Planning the Energy Transition: A Comparative Examination of Large-Scale Solar Energy Siting on Agricultural Land in Australia
- Madeline TaylorEmail Madeline Taylor
The siting of large-scale solar energy projects on agricultural land has raised questions of how land use risks can be balanced. This balancing exercise creates a regulatory paradox. Solar energy is vital to energy system decarbonisation to mitigate climate change effects and create energy security. Yet, agricultural land may be negatively impacted where solar energy is not sited and regulated effectively to ensure arable land remains productive. The policy goals of facilitating solar energy development and arable land protection fall to planning regulatory regimes in Australia which, to date, have had varying approaches to assessing solar energy development on arable land.
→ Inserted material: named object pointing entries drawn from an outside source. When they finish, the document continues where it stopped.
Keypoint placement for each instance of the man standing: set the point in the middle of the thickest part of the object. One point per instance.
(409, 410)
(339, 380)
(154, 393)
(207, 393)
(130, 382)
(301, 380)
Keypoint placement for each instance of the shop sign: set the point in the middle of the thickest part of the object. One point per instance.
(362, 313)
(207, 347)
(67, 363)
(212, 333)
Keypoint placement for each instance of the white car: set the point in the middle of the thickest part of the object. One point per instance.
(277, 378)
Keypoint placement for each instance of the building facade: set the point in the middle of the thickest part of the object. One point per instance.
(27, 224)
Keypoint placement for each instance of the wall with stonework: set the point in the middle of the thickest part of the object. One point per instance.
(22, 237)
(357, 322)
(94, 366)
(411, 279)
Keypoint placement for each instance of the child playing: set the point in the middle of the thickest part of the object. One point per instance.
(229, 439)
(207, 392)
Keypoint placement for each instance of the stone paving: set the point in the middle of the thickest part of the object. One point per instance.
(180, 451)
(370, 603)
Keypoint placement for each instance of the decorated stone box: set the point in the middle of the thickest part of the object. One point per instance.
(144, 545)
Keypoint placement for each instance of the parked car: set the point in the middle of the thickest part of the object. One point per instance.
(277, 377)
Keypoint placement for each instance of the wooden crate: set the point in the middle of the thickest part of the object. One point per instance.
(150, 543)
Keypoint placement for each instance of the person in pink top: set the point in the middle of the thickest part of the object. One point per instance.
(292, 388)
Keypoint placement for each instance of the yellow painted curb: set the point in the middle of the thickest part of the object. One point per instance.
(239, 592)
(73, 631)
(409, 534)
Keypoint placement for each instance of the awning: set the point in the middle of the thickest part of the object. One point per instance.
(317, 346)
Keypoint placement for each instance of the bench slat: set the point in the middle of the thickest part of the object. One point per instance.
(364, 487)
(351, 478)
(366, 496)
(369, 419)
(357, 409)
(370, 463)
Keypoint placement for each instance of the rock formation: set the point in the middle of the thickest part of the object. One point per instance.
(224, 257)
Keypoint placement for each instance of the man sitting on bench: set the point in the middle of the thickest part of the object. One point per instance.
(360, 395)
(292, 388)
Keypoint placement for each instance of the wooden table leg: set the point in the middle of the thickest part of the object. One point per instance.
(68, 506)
This article explores how the twin policy goals of increasing solar energy and arable land preservation can be achieved via planning regimes with effective siting and co-location legal tools. Such planning tools can encourage the development of renewable energy to reach net-zero emissions goals while ensuring appropriate regulatory settings providing co-benefits to agricultural activities. The article provides a comparative analysis of the planning regimes in three Australian states, Queensland, New South Wales (NSW), and Victoria, and their varied approaches to assessing solar energy development on agricultural land. This comparative evaluation is viewed against the backdrop of increasing climate change risks and the need to urgently transition to renewable energy successfully proffered by effective planning regulation.